For Israelis and much of the West the core narrative continues to be the violence of a terrorist organization, Hamas, challenging the peaceful state of Israel with destructive intent, making the Israeli response seem reasonable as both a discouragement of the rockets but also as a harsh punitive lesson for the people of Gaza designed to deter future terrorist attacks. The Israeli missiles and drones are deemed ‘defensive’ while the rockets are acts of ‘terrorism’ even though Israeli human targets are seldom hit, and despite the fact that it is Israeli weaponry that causes 95% of the widespread death and destruction among the over two million civilians Gazans who have been victims of an unlawful and crippling blockade that since 2007 has brought severe suffering to the impoverished, crowded, traumatized Palestinian enclave long enduring unemployment levels above 50%.  

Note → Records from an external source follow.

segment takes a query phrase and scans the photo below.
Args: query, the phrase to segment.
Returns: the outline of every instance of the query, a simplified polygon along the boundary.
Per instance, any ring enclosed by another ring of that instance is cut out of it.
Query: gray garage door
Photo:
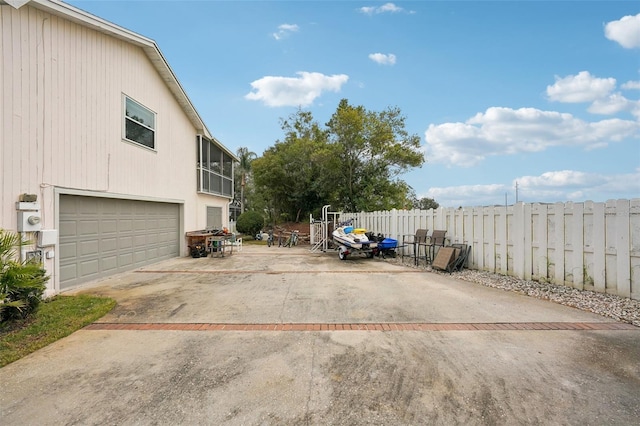
[[[60,196],[60,288],[169,259],[180,251],[180,206]]]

In the current confrontation Israel’s control of the international discourse has succeeded in de-contextualizing the timeline of violence, having the effect of leading those with little knowledge of what induced the flurry of Hamas rockets to believe falsely that the destruction in Gaza was a retaliatory Israeli reaction to hundreds of rockets launched by Hamas and Gaza militia groups. With abuses of language that might even surprise Orwell, Israel’s state terrorism is airbrushed by the world along with the rebuff of Hamas’ peace diplomacy over the past 15 years that has repeatedly sought a permanent ceasefire and peaceful coexistence.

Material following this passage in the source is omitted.